Asked what his message to Mr. Maduro was, Mr. Pompeo was blunt: “Fire up the plane.”
In a televised address on Tuesday, Mr. Maduro appeared with top military and civilian leaders and denied Mr. Pompeo’s assertion.
“Please,” he said. “It’s not being serious.”
The statements by the president and Mr. Pompeo reflected the administration’s frustration that the pressure on Mr. Maduro did not reach the turning point that some in the Trump administration expected it would. Mr. Guaidó traveled to a military base in Venezuela and called for a public uprising, urging the country’s military to join his effort, but by the end of the day that had not happened.
In a meeting with reporters in the White House driveway, John R. Bolton, the president’s national security adviser, called out three senior Venezuelan officials who he said could play a critical role in turning the tide against Mr. Maduro.
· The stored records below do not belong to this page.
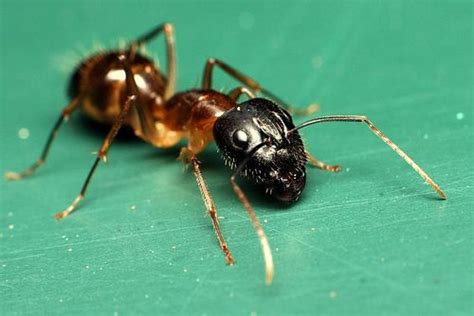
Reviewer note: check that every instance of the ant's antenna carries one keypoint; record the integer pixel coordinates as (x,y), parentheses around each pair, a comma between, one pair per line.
(379,134)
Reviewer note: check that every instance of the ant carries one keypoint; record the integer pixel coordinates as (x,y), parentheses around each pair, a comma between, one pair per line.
(256,138)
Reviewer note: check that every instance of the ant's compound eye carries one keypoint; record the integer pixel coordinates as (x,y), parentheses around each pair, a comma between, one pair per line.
(240,139)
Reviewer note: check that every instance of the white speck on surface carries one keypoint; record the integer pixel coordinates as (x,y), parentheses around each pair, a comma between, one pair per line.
(317,62)
(246,20)
(23,133)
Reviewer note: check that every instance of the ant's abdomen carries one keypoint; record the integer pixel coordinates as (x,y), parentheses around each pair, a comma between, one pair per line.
(100,81)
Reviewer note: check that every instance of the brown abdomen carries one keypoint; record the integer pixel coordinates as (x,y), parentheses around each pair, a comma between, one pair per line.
(101,81)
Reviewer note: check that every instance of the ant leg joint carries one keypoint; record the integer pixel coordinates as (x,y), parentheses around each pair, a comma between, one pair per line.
(168,28)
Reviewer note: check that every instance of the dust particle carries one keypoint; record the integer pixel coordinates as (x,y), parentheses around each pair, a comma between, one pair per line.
(23,133)
(246,20)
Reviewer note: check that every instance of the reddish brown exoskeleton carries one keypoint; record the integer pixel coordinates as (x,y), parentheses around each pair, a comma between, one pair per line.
(257,137)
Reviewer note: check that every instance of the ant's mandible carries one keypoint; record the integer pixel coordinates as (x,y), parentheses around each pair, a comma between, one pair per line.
(256,138)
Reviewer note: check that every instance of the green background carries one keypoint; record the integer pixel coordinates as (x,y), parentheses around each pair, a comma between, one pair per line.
(372,239)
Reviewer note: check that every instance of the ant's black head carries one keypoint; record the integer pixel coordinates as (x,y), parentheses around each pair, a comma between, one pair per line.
(279,164)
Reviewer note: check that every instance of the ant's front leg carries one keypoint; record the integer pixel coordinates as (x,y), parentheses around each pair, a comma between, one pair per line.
(188,157)
(250,83)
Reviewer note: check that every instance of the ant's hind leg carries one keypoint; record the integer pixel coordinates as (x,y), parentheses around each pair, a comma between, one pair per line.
(250,83)
(168,30)
(73,105)
(190,158)
(102,153)
(321,165)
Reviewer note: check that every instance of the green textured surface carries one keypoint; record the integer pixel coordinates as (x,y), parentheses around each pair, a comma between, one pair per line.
(371,240)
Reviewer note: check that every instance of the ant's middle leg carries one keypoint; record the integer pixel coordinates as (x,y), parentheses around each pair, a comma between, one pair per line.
(168,30)
(252,84)
(132,91)
(190,158)
(101,155)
He named the defense minister, Vladimir Padrino López, as well as the chief judge of the Supreme Court, and the commander of the presidential guard, all of whom Mr. Bolton said have expressed support for the opposition in the past.
Mr. Bolton said that the administration believed the Cubans “have played a very significant role in propping Maduro up today.”
President Miguel Díaz-Canel of Cuba, who is an ally of Mr. Maduro’s, responded that the effort to topple the Maduro government was a “coup movement that aims to fill the country with violence.”